Her colleague, Janet Hauge, Technology Initiatives Librarian, is of the same mold. Hauge has been a librarian since 2007. It’s a second career for her, after a first life spent as a technologist in private schools, working with children and adults. Hauge studied business administration at TCNJ, and also got her MLS at Rutgers. “I liked books,” she says. “I thought, if I liked books, this would be an opportunity to be able to work with books as a part of a career. But when I entered library school at Rutgers, I quickly found out that books are only a segment of what librarians do. It’s really so much bigger.”
PPL is not just a repository for paper books anymore. Because so many of the library’s assets are electronic, in the form of databases, E-books, audiobooks, and other forms of media, being a good librarian means being able to help customers access these assets and use them to their full potential. And that means keeping on top of the ever-expanding array of mobile devices that can be used to access them.
A typical day might find Hauge spending a few hours behind the desk, helping customers, a few hours writing blog posts, some time catching up on the latest apps, and maybe some community outreach as a representative of the library to the Princeton Merchants Association. She also teaches a variety of classes, such as an introduction to computers mostly aimed at the elderly.
This is where Hague’s experience as a technologist served her well. “It’s challenging because people are coming, possibly with absolutely no knowledge of computers. Maybe they’ve never used a touchscreen or used a mouse or a touchpad,” she says. The biggest hurdle for most new computer users is the use of pointing devices. “You’re maneuvering something to the side of you that’s affecting something that’s in front of you on the screen.
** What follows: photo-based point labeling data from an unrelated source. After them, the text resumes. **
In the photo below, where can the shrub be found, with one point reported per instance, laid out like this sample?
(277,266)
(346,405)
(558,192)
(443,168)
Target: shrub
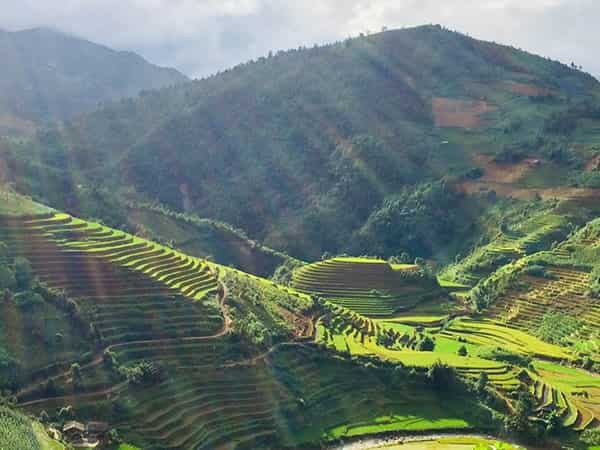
(23,272)
(442,376)
(537,270)
(591,437)
(426,344)
(503,355)
(7,277)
It’s a concept that’s not always intuitive to pick up on.”
Hague and Bess help patrons with basic computer struggles or advanced database queries and everything in between. As head of adult services, Bess offers classes to the public on how to download library books to their e-readers, cell phones, Kindles, and other tablets.
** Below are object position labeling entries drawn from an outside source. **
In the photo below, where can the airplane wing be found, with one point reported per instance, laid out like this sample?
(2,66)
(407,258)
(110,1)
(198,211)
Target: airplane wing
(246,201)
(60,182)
Hague says sometimes, getting access to library services can make a huge difference in someone’s life.
“A few months ago we learned that one of our frequent customers was residing in a nursing rehab facility while he recovered from surgery,” she says. “A few months prior to that, after receiving a Kindle for his 90th birthday, he came to the library to learn how to use it and to find out the collections that we have available. Since then, he has visited every week to get help in loading new books onto his device. When his daughters, who live far away, called to inform us of his nursing rehab stay, they asked if there was a way we could still deliver books to his Kindle while he was there. Of course, we were more than happy to help! He has since recovered and we continue to assist him with downloading mysteries to his Kindle.”